Yeah. I was told at my last place I exhibited behaviors of a lot of different disorders so it was hard to diagnose me so she may have the same issues. Not sure. Anyways unless she officially tells me anything different I’m sticking with my old diagnosis.
@Anna You are describing what I go through.
I have the mixed type bipolar variant.
Lots of irritability and anger.
The medication Depakote is a Godsend, it works best for those nasty mixed states.
My doctor also says I get hypomanic, but she hasn’t changed my diagnosis from schizophrenia. Apparently, my hypomanic/manic states don’t last long enough to qualify for a diagnosis of a mood disorder. Geodon does a great job of keeping my moods more stable, though. Mr. Star says he thinks Geodon works more as a mood stabilizer than an antipsychotic for me.
I found this explanation to be accurate and intelligent. Thank you. I get hypomanic frequently, either euphoric or agitated. Luckily the agitation last only short periods, I do wish I could be happy hypomanic more because I’m very fun and creative when I get like that. My friends and family love it when I’m happy hypomanic because they get lots of positive attention and homemade gifts and lots of baked goods. But we bipolars don’t get to choose, do we?
Often times not. But a person’s behaviors can make a huge difference in how they feel.
Trying to stay on a reasonable sleep schedule, eating a healthy diet, exercising, destressing methods, staying away from overly negative people and taking medications can make a world of difference on how stable or unstable a person is, especially someone with bipolar.
Sometimes life events can trigger a manic or depressive episode, which we obviously have no control over, but during the “in between times” our behavior can make a world of difference on our moods.
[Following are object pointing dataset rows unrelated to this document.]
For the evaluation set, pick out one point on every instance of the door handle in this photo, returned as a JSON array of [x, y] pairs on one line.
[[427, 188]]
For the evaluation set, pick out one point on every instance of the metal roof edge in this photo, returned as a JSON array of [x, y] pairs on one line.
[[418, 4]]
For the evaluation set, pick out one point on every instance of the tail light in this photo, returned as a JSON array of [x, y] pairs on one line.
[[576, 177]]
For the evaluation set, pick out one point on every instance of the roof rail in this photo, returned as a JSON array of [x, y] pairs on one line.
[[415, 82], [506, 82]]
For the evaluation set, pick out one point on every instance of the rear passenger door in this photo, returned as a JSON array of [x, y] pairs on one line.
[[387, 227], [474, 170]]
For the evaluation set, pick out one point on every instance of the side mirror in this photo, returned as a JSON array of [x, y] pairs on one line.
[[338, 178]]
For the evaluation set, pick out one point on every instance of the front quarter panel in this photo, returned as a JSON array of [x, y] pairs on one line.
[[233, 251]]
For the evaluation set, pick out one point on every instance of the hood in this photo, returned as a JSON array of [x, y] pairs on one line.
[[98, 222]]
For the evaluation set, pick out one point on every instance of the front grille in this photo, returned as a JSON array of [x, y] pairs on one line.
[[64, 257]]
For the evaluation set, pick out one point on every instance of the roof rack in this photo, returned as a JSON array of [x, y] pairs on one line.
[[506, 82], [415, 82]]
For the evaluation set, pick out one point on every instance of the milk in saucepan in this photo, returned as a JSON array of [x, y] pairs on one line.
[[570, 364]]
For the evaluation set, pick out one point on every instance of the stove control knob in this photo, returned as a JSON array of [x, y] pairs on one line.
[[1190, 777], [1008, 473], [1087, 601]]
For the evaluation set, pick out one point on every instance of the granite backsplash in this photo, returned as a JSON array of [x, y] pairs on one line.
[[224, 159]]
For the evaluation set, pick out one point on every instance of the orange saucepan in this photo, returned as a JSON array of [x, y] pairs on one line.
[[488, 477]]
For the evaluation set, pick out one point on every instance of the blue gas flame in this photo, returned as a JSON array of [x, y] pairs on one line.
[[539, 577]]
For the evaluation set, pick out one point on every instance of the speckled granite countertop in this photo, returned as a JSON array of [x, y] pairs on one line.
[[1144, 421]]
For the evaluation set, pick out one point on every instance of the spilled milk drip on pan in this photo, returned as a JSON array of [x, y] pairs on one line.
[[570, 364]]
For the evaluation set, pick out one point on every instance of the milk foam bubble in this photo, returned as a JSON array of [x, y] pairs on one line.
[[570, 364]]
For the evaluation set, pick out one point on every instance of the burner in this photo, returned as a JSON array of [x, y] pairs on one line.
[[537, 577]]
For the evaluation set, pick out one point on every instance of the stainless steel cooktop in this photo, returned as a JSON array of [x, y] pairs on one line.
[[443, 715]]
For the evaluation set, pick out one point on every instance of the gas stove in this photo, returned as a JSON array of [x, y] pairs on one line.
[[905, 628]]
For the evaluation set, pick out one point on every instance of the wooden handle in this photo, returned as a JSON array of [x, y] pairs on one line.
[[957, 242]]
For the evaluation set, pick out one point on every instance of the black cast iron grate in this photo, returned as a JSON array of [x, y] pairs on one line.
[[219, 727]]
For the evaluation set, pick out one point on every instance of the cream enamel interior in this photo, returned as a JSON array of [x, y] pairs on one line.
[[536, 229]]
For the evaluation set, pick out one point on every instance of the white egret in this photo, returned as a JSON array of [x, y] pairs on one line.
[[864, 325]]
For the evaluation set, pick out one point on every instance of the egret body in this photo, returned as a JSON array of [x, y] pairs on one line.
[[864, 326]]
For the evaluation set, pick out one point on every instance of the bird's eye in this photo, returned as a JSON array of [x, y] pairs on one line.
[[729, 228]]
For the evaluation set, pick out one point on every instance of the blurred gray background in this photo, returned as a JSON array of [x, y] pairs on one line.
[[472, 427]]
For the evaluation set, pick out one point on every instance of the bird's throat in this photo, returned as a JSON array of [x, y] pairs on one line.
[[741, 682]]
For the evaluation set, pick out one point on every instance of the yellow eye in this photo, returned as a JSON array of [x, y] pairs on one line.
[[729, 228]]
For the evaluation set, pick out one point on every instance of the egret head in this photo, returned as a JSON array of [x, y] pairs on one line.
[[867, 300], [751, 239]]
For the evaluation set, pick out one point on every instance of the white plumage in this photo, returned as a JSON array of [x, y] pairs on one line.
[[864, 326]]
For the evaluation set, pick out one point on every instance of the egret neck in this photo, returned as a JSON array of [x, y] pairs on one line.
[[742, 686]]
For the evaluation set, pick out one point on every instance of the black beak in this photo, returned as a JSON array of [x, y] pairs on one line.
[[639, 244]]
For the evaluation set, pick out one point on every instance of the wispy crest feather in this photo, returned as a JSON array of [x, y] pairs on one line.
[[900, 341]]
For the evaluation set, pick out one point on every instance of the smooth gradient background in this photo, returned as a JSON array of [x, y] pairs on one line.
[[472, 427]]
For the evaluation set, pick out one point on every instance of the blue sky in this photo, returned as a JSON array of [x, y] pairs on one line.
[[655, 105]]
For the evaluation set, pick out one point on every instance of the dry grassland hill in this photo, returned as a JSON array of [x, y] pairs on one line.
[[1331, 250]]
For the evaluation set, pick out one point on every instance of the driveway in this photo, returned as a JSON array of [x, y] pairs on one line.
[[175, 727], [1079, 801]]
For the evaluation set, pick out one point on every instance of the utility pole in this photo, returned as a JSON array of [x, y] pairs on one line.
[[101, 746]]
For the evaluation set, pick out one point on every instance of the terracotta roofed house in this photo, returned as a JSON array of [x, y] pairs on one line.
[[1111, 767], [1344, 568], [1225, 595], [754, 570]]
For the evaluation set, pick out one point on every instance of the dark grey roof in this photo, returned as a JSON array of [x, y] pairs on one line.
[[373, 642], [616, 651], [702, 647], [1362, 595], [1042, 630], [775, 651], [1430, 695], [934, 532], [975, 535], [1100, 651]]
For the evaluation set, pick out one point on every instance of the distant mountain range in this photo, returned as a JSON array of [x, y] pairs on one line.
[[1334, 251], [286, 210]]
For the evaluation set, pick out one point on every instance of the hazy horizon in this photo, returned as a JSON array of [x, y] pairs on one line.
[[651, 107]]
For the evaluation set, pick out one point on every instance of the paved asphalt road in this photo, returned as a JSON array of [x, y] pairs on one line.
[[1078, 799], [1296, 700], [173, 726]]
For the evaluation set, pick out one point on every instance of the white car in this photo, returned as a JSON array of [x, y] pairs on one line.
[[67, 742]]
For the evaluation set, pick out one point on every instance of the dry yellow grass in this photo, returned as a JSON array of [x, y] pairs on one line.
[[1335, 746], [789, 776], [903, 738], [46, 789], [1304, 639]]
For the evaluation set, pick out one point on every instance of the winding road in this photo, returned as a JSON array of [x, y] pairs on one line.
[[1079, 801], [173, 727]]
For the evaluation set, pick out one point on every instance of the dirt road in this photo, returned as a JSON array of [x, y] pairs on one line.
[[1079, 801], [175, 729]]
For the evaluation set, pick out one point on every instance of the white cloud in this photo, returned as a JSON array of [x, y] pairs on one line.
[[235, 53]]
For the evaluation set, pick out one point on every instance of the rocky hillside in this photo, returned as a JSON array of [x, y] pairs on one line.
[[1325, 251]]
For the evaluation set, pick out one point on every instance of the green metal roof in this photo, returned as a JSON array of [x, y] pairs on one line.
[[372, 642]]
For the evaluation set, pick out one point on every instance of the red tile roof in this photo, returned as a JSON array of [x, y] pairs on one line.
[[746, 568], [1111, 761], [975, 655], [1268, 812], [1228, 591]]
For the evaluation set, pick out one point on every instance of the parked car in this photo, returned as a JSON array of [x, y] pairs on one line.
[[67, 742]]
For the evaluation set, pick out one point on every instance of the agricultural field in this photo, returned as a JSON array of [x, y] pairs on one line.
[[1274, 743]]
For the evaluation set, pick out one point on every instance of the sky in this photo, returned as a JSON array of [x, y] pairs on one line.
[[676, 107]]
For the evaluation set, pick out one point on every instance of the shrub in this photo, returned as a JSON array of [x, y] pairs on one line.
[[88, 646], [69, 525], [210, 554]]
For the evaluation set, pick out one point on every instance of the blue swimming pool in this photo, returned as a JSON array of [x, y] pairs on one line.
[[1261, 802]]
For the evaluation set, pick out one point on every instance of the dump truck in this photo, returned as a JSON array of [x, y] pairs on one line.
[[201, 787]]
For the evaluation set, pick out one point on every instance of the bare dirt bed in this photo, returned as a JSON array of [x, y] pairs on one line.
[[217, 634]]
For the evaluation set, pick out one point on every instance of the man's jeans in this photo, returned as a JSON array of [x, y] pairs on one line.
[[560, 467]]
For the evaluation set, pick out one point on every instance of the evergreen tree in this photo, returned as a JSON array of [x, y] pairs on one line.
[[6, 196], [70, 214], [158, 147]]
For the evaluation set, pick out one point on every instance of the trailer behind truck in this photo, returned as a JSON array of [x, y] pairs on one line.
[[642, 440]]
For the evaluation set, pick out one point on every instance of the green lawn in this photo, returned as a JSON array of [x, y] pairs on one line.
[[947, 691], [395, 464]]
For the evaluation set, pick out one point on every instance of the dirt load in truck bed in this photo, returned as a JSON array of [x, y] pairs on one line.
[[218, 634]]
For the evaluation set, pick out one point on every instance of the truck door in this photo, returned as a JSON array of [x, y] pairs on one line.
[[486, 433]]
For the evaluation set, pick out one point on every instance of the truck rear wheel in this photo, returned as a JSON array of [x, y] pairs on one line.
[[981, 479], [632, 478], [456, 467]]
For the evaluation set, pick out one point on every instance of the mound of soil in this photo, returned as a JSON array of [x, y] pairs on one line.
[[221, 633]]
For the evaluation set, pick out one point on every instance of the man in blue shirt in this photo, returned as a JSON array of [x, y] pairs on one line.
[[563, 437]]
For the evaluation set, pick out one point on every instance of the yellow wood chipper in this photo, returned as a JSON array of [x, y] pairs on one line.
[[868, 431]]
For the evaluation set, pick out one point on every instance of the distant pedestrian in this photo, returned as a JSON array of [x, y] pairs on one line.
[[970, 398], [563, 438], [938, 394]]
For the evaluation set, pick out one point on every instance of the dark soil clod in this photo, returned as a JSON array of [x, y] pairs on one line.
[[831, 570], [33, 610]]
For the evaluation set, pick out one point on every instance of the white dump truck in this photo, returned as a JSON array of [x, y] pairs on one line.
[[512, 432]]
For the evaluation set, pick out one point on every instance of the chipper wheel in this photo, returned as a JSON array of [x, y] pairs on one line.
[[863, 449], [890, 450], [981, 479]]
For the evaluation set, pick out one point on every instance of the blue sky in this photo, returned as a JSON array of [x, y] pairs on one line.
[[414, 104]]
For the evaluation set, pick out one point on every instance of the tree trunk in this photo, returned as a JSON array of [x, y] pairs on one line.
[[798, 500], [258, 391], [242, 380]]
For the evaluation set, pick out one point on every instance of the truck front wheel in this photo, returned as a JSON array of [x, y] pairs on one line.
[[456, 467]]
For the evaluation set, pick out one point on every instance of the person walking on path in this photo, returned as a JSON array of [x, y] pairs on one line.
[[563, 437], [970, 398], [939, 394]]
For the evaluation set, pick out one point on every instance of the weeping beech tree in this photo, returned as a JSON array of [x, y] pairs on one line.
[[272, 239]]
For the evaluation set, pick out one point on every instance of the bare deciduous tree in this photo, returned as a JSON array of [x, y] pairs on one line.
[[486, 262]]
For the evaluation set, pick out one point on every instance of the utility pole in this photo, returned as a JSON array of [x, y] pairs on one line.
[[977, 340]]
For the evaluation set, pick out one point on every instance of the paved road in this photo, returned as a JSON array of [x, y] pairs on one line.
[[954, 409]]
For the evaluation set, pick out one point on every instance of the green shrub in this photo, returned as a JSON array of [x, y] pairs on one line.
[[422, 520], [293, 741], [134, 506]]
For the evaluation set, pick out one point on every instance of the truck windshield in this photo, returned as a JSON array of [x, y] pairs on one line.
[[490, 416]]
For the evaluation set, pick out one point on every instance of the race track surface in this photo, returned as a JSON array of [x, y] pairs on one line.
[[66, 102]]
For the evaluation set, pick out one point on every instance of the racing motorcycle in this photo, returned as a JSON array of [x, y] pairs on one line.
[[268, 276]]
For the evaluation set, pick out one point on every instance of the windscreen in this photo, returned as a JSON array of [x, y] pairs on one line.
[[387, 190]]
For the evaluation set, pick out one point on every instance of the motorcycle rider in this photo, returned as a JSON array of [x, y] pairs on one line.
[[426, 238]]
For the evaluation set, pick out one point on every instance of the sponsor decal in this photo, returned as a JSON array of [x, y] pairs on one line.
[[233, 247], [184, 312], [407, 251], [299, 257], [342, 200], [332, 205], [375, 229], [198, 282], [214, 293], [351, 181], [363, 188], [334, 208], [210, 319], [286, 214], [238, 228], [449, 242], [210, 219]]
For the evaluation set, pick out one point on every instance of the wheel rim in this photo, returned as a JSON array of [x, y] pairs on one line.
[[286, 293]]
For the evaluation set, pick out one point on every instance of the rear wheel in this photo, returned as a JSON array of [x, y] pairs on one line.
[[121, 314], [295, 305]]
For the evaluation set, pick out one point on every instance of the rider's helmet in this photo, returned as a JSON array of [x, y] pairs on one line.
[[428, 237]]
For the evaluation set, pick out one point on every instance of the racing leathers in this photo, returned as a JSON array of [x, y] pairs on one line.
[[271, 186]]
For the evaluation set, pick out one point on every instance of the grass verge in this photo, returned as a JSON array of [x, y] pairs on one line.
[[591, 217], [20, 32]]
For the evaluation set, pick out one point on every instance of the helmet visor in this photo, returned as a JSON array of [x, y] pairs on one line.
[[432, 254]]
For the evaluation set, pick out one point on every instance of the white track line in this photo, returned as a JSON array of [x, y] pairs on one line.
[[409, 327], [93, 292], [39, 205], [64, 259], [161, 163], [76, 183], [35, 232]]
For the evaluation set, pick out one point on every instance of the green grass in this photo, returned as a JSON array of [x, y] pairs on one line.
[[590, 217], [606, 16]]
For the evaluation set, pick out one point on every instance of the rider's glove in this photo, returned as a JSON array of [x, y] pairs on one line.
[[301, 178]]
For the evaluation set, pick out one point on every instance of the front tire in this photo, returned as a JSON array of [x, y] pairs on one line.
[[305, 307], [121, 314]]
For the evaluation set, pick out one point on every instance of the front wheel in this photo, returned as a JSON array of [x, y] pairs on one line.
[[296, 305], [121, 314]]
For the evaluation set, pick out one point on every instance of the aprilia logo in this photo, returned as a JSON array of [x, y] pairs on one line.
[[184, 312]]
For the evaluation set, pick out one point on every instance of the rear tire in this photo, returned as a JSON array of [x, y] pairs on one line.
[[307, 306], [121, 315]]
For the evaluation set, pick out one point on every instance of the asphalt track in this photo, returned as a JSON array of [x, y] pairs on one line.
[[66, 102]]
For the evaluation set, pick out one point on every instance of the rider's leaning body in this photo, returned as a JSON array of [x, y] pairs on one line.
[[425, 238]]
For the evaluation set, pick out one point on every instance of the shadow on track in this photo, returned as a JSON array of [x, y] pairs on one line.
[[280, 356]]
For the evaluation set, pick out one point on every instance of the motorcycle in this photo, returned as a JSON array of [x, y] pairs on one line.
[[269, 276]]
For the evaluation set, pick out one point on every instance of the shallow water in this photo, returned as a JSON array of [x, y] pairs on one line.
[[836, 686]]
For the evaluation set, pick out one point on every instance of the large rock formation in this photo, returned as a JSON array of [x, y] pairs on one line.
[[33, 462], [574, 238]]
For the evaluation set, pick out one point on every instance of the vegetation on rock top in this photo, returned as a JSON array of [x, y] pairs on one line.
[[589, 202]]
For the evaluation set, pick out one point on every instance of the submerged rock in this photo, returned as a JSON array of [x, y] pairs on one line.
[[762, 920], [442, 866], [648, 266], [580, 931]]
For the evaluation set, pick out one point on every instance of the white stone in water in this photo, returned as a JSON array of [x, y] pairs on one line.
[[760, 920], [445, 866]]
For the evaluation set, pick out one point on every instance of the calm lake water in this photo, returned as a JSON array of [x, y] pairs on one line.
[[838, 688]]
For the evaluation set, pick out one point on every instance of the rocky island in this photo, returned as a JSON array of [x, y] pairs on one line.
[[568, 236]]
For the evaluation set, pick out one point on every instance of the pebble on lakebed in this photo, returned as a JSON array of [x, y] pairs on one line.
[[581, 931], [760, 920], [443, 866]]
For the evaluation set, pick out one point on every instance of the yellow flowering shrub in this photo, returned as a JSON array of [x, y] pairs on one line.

And obviously staying med compliant can greatly reduce the chance of having a full blown manic episode and reduce the severity of a depressive episode.
well said! I try so hard but my sleep hygiene needs work. I’m doing better with diet and exercise, although there is room for improvement. But for me it pretty much comes down to sleep. 8 to 10 hours is good, less means hypomania (followed by depression) more means depression. Either way there is a chance I’m going to be depressed - I mean clinically depressed. For those of you who have had clinical depression you know why I made the differential.
I get hypomanic states and depressive so I got diagnosed with schizoaffective disorder and I don’t think they are going to change that anytime soon. I hope if they do change it they tell you.
I don’t like or approve of the current categories for many mental illnesses. You may have something completely new we have never seen before, and it can’t be categorized neatly into one disease or whatever. Everyone’s brain is different, so you are an individual even among those who share your “diagnosis”.
Yeah that’s what it feels like, like EVERYTHING agitates me. I will experience inordinate amounts of rage over something very small, like people being in front of me in a line (even if it’s like two people!) or someone standing too close to me, stuff like that. I end up getting VIOLENT intrusive thoughts about brutally torturing these people to death for mildly inconveniencing me, which then horrifies me afterwards when the rage passes.
Now that I think of it I have maybe also experienced the other side of things but I more connected it with my delusions. Basically I’d get a strong feeling like something HUGE was happening in the world, I’d be FILLED with energy but not productive energy just like…overwhelming…and the world would seem almost too bright and I have described it before as a thousand symphonies going off in my head or being filled with electricity. I first experienced that at 15 and experienced it a NUMBER of times after that but I always just thought it was because I was really delusional at the time and very excited/overstimulated by the delusions. The rage thing I didn’t develop until 17 which was the same time I developed ptsd so I assumed it was that. It changed my depression and made it much more violent and painful.
She also pointed out my mood is all over the place but that’s because I can very easily be set off and put into an awful mood because something will remind me of my past.